The very earliest possible reference to gunpowder appeared in 142 AD during the Eastern Han dynasty when the alchemist Wei Boyang wrote about a substance with the properties of gunpowder. He described a mixture of three powders that would “fly and dance” violently in his Cantong qi, otherwise known as the Book of the Kinship of Three, a Taoist text on the subject of alchemy. Although it is impossible to know if he was referring to gunpowder, no other explosive known to scientists is composed of three powders. Taoist alchemists continued to play an important role in the development of gunpowder due to their experiments with sulfur and saltpeter involved in the search for eternal life and ways to transmute one material into another.

How is gunpowder made?

To make gunpowder you need to mix fifteen parts of saltpeter to three parts of coal and two parts of sulfur.

Potassium nitrate

Image source: https://en.wikipedia.org/wiki/Potassium_nitrate

The reason gunpowder explodes is that this mixture burns very fast. When it burns, it releases gases of a larger volume than the original dust.

Initial use of gunpowder

A soldier lighting up a rocket

Image source: https://en.wikipedia.org/wiki/Four_Great_Inventions#/media/File:Chinese_rocket.png

Many Western history books have claimed that the Chinese used this discovery only for fireworks, but that’s not true. The military forces of the Song Dynasty as early as 904 A.D. they used gunpowder devices against their main enemy, the Mongols. These weapons included “flying fire” (fei huo), an arrow with a burning tube of gunpowder attached to the shaft. The flying fire arrows were miniature rockets, which pushed through the enemy ranks. For the first warriors who were confronted with the power of gunpowder, it must have seemed like frightening magic.
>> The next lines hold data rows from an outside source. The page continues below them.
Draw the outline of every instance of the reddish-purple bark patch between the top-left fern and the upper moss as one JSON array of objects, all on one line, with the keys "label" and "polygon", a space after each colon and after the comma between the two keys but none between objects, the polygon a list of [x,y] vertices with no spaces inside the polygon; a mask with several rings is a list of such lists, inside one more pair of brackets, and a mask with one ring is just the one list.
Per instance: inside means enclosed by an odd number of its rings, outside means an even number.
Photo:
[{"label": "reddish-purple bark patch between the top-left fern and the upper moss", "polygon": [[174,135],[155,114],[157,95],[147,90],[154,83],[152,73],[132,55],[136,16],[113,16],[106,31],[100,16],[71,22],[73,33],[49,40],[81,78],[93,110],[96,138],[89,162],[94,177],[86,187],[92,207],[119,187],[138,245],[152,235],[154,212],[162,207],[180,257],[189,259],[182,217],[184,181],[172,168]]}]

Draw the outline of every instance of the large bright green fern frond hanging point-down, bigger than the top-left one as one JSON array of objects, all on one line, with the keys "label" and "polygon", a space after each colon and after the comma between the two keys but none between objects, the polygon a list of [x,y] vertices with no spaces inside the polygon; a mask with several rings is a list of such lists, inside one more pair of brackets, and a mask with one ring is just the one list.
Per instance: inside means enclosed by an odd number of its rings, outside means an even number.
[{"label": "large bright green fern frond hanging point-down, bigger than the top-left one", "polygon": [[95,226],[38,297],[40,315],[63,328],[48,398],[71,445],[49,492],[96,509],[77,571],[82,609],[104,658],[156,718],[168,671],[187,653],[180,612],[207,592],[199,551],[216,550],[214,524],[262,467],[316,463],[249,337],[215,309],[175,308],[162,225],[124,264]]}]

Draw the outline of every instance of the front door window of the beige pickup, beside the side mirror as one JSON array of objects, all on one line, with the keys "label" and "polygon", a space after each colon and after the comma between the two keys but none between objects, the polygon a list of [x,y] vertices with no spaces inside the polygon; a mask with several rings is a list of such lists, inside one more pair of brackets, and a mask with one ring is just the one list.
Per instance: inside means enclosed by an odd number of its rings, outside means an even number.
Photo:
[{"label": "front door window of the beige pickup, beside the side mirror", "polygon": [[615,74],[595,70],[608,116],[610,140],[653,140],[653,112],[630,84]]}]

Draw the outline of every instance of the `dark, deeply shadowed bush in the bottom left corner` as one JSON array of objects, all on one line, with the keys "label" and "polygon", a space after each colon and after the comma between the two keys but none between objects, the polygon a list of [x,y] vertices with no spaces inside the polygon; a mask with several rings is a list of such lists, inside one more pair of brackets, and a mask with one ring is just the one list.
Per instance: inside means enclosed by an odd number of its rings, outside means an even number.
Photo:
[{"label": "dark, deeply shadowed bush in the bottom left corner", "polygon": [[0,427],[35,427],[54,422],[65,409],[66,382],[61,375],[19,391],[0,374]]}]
The spread of gunpowder outside China

From the mid to late 11th century, the Song government had been concerned with the spread of gunpowder technology to other countries. The sale of saltpeter to foreigners was banned in 1076. However, knowledge of this substance was carried along the Silk Road to India, the Middle East, and Europe. In 1267, a European writer referred to gunpowder, and in 1280 the first recipes for the explosive mixture were published in the west thus revealing the secret of China.

Earliest depiction of a European cannon, “De Nobilitatibus Sapientii Et Prudentiis Regum”, Walter de Milemete, 1326.

Image source: https://en.wikipedia.org/wiki/Gunpowder#/media/File:EarlyCannonDeNobilitatibusSapientiiEtPrudentiisRegumManuscriptWalterdeMilemete1326.jpg

European tiller gun lighted by a hot iron rod being fired from a stand, manuscript by Konrad Kyeser: Bellifortis. c. 1402–1404

Image source:  https://en.wikipedia.org/wiki/History_of_gunpowder#/media/File:Lgehumble_1400.jpg

Swiss soldier firing a hand cannon late 14th, 15th centuries, illustration produced in 1874.

Image source: https://en.wikipedia.org/wiki/History_of_gunpowder#/media/File:06-357.png

1840 drawing of a gunpowder magazine near Tehran, Persia. Gunpowder was extensively used in the Naderian Wars.

Image source: https://en.wikipedia.org/wiki/Gunpowder#/media/File:Barout_khaneh_near_Tehran_by_Eug%C3%A8ne_Flandin.jpg

Over the centuries, Chinese inventions have had a profound effect on human culture. Objects such as paper, the magnetic compass, and silk have spread all over the world. However, none of these inventions had the same impact as gunpowder.